Libération de Vénissieux

… »Notre ville ne serait pas ce qu’elle est, sans son passé, sans ce qu’elle a enduré pendant la seconde guerre mondiale. On dit de Vénissieux qu’elle est rebelle. »…

Imagine-t-on leur joie teintée de soulagement, et de peines aussi ? Imagine-t-on la délivrance, que les Vénissians ont ressentie, ce 2 septembre 1944, lorsque le drapeau tricolore a été hissé sur le fronton de l’Hôtel de Ville ? Cette émotion leur appartient, mais il est de notre devoir de s’en souvenir, de l’approcher, de la partager, de la prolonger ?

Leur histoire est notre histoire, pas simplement par appartenance à un territoire commun, Vénissieux, mais par le prolongement d’un récit collectif, qui dépasse le cadre d’une époque.

Notre ville ne serait pas ce qu’elle est, sans son passé, sans ce qu’elle a enduré pendant la seconde guerre mondiale. On dit de Vénissieux qu’elle est rebelle.

Est-ce un hasard, si ce 2 septembre 44, les Vénissians se sont libérés par eux-mêmes, avant l’entrée des troupes alliées dans l’agglomération lyonnaise ? N’y a-t-il pas ainsi, des racines communes entre le passé et le présent, dans cette façon de vivre, et d’être vénissian, de résister aux forces occupantes hier, à l’ordre établi et à l’injustice aujourd’hui ?

Pendant cette guerre atroce, au cours de laquelle, jamais l’homme n’avait poussé, aussi loin les limites de la barbarie, Vénissieux a souffert. Elle a souffert physiquement, à travers des destructions importantes, et elle a souffert dans les cœurs, avec toutes ces familles meurtries, endeuillées, à qui il manque un frère, une sœur, une mère, un père, un oncle, un voisin. Le monstre du nazisme, et de la pensée d’extrême droite a semé, l’horreur et l’effroi, sur tout le Vieux Continent.

Souvenons-nous, de cette phrase de Primo Levi, rescapé du camp d’extermination d’Auschwitz, j’ouvre les guillemets : « On a inventé au cours des siècles, des morts plus cruelles, mais aucune n’a jamais été aussi lourde de mépris et de haine ».

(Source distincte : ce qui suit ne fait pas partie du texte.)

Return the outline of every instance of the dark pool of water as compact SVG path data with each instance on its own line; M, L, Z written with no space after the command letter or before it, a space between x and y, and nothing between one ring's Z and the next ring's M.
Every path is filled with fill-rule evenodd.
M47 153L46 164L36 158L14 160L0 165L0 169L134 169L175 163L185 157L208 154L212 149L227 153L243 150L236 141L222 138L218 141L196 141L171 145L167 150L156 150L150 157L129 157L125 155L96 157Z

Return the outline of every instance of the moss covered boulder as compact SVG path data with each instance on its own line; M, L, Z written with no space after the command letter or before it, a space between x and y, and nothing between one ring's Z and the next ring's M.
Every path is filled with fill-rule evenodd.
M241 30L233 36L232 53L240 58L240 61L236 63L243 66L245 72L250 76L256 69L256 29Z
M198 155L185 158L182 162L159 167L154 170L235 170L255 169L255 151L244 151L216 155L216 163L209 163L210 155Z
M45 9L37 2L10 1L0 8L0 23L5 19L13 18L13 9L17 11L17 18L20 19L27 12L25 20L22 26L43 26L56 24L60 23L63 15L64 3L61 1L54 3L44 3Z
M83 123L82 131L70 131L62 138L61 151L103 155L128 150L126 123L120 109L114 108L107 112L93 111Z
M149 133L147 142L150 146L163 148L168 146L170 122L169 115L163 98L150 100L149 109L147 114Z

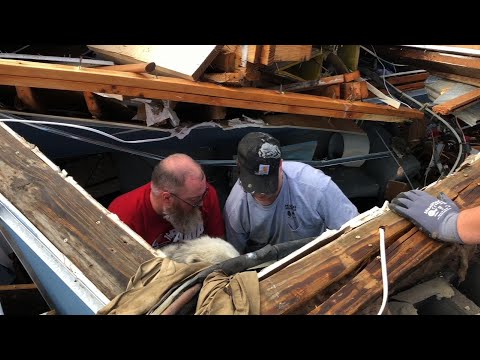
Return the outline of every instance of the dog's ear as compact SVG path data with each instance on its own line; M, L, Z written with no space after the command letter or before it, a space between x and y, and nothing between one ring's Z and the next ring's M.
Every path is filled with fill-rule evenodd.
M187 264L193 264L193 263L196 263L196 262L201 262L202 259L200 258L200 256L198 255L188 255L186 258L185 258L185 263Z

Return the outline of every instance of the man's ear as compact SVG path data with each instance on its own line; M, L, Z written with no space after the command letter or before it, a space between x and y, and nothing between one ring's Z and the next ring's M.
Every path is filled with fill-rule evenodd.
M170 202L172 200L172 195L168 191L162 191L159 194L159 196L162 199L162 201L165 201L165 202Z

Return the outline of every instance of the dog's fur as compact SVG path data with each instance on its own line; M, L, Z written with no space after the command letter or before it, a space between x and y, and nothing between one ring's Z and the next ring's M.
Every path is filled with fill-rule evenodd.
M164 255L162 257L168 257L185 264L195 262L218 264L240 255L230 243L207 235L193 240L181 240L168 244L157 251L160 252L160 256Z

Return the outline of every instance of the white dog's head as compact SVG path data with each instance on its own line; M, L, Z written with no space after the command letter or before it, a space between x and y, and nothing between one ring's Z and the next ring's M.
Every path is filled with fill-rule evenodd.
M230 243L207 235L168 244L158 249L157 252L161 257L168 257L185 264L195 262L218 264L240 255Z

Souvenons-nous, de Charles Jeannin, puisque nous sommes de Vénissieux, souvenons-nous de sa volonté de fer, et de son caractère si vénissian, qui lui font emprunter le chemin de la résistance à l’âge de 16 ans.

Souvenons-nous de son arrestation, de la prison Saint-Paul, du camp de Compiègne, avant de passer derrière les portes du cauchemar, Dachau. Il a fait de sa survie à l’innommable, un legs, et donner un sens profond à sa vie : transmettre l’indicible, à des générations d’enfants, de Vénissieux. Ses phrases, écoutons-les, résonnent encore dans notre mémoire, et prennent racine dans notre temps présent.

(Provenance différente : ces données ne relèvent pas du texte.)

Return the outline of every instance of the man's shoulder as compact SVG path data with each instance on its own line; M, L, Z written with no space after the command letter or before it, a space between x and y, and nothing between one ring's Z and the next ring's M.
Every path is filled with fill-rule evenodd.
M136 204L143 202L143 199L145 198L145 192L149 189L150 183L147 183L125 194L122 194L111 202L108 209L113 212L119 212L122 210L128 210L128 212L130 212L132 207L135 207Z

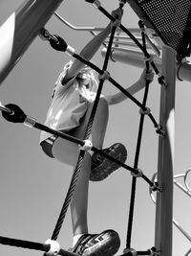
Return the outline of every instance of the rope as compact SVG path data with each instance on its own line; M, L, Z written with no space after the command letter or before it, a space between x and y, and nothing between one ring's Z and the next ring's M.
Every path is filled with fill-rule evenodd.
M40 251L45 251L45 252L48 252L51 247L50 244L46 244L7 238L7 237L2 237L2 236L0 236L0 244L4 245L33 249L33 250L40 250ZM63 256L76 256L76 254L73 252L69 252L64 249L60 249L58 254L63 255Z
M112 28L109 46L108 46L106 58L105 58L104 63L103 63L102 73L104 73L104 71L107 69L107 65L108 65L108 61L109 61L109 56L110 56L110 52L111 52L111 48L112 48L112 44L113 44L113 39L114 39L114 35L115 35L115 33L116 33L116 29L117 29L117 27L113 27ZM97 93L96 93L96 100L95 100L95 103L94 103L94 105L93 105L93 109L92 109L91 116L90 116L90 119L89 119L89 122L88 122L88 126L87 126L87 128L86 128L86 131L85 131L84 139L88 139L90 134L91 134L91 129L92 129L94 118L95 118L95 115L96 115L96 108L97 108L97 105L98 105L99 97L101 95L101 90L102 90L102 87L103 87L103 83L104 83L104 80L100 80L99 85L98 85L98 89L97 89ZM84 155L85 155L85 151L80 151L79 156L78 156L78 160L77 160L77 164L76 164L75 170L74 172L74 175L73 175L73 177L72 177L72 181L71 181L71 184L70 184L70 187L69 187L69 190L68 190L68 193L67 193L63 207L62 207L60 215L58 217L58 220L57 220L55 228L53 230L53 233L52 235L52 239L53 240L56 240L57 237L58 237L58 234L60 232L62 223L63 223L65 216L66 216L66 212L68 210L69 204L70 204L72 197L73 197L73 193L74 191L74 188L75 188L75 185L76 185L76 182L77 182L77 177L78 177L80 170L81 170L81 166L82 166L82 163L83 163Z
M140 25L140 28L141 28L143 48L145 49L144 53L146 53L146 43L145 43L145 35L144 35L143 23L139 22L139 25ZM146 72L147 73L149 72L149 61L148 60L146 61ZM147 98L148 98L149 84L150 84L150 81L146 81L144 96L143 96L143 100L142 100L142 105L143 105L144 108L146 108L146 102L147 102ZM139 120L139 128L138 128L138 135L135 162L134 162L134 168L135 169L138 169L138 165L140 146L141 146L141 138L142 138L143 125L144 125L144 117L145 117L145 114L141 113L140 114L140 120ZM133 178L132 178L130 208L129 208L129 222L128 222L127 239L126 239L126 248L130 248L131 247L132 227L133 227L134 209L135 209L135 200L136 200L136 189L137 189L137 177L133 176Z

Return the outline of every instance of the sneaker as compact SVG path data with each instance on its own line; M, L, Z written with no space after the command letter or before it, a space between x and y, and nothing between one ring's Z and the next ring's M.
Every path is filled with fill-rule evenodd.
M103 150L104 152L124 163L127 159L127 150L121 143L116 143ZM106 178L120 166L108 160L103 155L95 152L92 155L92 171L90 180L100 181Z
M72 248L72 252L83 256L113 256L119 246L120 239L118 234L114 230L108 229L100 234L82 235Z

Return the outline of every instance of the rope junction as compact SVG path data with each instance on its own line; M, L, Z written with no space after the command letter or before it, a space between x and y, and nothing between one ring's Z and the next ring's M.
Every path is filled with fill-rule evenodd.
M156 132L160 135L160 136L165 136L165 130L163 130L163 128L156 121L156 119L153 117L151 113L151 109L146 106L147 104L147 98L148 98L148 93L149 93L149 85L150 81L146 81L146 85L144 89L144 95L143 95L143 100L142 103L138 102L135 97L133 97L130 93L128 93L120 84L116 81L109 72L107 71L107 66L109 62L109 57L110 53L112 51L112 44L115 36L115 33L117 31L117 28L119 27L120 30L122 30L124 33L126 33L131 39L139 47L139 49L143 52L145 56L145 65L146 65L146 70L147 72L150 71L150 68L152 67L159 77L158 81L159 82L166 86L166 82L164 81L164 77L161 76L156 67L153 58L148 54L147 49L146 49L146 43L145 43L145 28L144 28L144 22L143 20L140 20L138 22L140 32L141 32L141 37L142 37L142 44L117 19L115 18L105 10L101 7L101 4L99 1L96 0L86 0L86 2L89 2L93 4L94 7L96 7L97 10L99 10L104 15L106 15L110 20L114 22L114 26L112 27L112 33L110 35L110 39L109 39L109 44L107 47L107 53L106 57L104 59L103 67L102 69L98 68L96 66L94 63L91 61L86 60L83 58L81 56L75 54L74 49L72 48L71 46L68 46L65 40L57 35L51 35L46 29L42 28L40 31L40 37L44 40L48 40L51 44L51 46L55 49L56 51L61 51L61 52L66 52L66 54L70 55L71 57L82 61L84 64L87 64L91 68L93 68L95 71L98 73L98 80L99 80L99 84L98 84L98 89L96 93L96 97L95 100L95 104L93 106L93 110L91 113L91 117L86 128L85 136L83 140L80 140L78 138L73 137L71 135L68 135L66 133L60 132L58 130L54 130L53 128L50 128L40 123L37 123L35 119L27 116L24 111L16 105L13 104L9 104L6 105L5 106L0 104L0 110L2 111L3 117L9 121L9 122L13 122L13 123L23 123L26 126L29 126L31 128L35 128L40 130L44 130L47 132L50 132L53 135L59 136L61 138L67 139L71 142L76 143L79 145L79 156L77 160L77 164L75 167L75 170L74 172L74 175L72 176L72 180L68 189L68 193L66 195L65 201L63 203L60 215L58 217L58 220L56 221L54 230L53 232L51 240L48 240L45 244L38 244L38 243L32 243L32 242L27 242L27 241L21 241L21 240L15 240L15 239L10 239L10 238L5 238L5 237L0 237L0 244L9 244L9 245L13 245L13 246L19 246L19 247L25 247L25 248L30 248L30 249L36 249L36 250L42 250L46 252L47 255L66 255L66 256L74 256L75 254L72 252L65 251L59 246L55 246L56 249L52 248L52 241L56 241L57 237L59 235L59 232L62 227L62 223L64 221L68 207L70 205L73 193L74 191L76 182L77 182L77 177L80 173L80 169L83 163L84 155L86 151L92 151L94 152L97 152L101 155L103 155L105 158L117 163L118 166L130 171L132 175L132 190L131 190L131 200L130 200L130 207L129 207L129 221L128 221L128 227L127 227L127 239L126 239L126 248L124 249L124 254L127 256L134 256L134 255L159 255L160 252L157 250L155 247L152 247L151 249L148 249L146 251L136 251L135 249L131 248L131 237L132 237L132 228L133 228L133 221L134 221L134 206L135 206L135 198L136 198L136 189L137 189L137 178L141 177L143 178L150 186L150 191L154 192L162 192L162 188L158 184L158 182L155 179L149 179L142 172L142 170L138 169L138 160L139 160L139 153L140 153L140 147L141 147L141 139L142 139L142 131L143 131L143 126L144 126L144 119L145 116L147 115L151 122L154 124L154 127L156 128ZM126 1L125 0L120 0L119 1L119 7L123 8L125 5ZM102 87L104 81L108 80L113 85L115 85L117 89L119 89L122 93L126 95L134 104L136 104L139 109L139 128L138 128L138 140L137 140L137 148L136 148L136 154L135 154L135 159L134 159L134 166L130 167L124 163L121 163L117 159L115 159L114 157L108 155L104 151L102 151L99 149L96 149L94 147L91 141L88 140L90 134L91 134L91 129L92 129L92 125L94 122L94 118L96 112L96 107L98 105L99 97L101 95Z

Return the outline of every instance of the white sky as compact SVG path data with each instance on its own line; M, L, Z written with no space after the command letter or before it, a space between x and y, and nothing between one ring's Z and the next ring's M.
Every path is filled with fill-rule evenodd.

« Certains diront : à quoi bon ? Mais les déportés ne peuvent pas oublier, et le pourraient-ils, qu’ils n’en auraient pas le droit. Ils savent que le nazisme n’est pas mort, que le crime peut encore se produire. Oublier, ce serait trahir le serment que nous avons fait au jour de notre libération : plus jamais ça ! ». A l’image de Raymond et Lucie Aubrac, les mots que ces passeurs ont semés, auprès de toutes les générations d’après-guerre, c’est à nous aujourd’hui, qu’ils échoient, à nous de les prendre en main, de les incarner, et de les faire vivre.

Ce 2 septembre 44, Vénissieux se réveille groggy, mais libéré. Notre ville a payé un lourd tribut, à la seconde guerre mondiale : les bombardements alliés, de mai 44, vont provoquer la mort de 28 personnes au Charréard, rue Paul Bert, et dans le vieux village, et quelque 600 blessés. La stratégie du tapis de bombes, fait d’énormes dégâts collatéraux. Il faut en finir avec cette guerre, et l’occupation allemande, en finir au plus vite. L’activité industrielle de notre ville et la prise de position de la famille Berliet en font une cible privilégiée.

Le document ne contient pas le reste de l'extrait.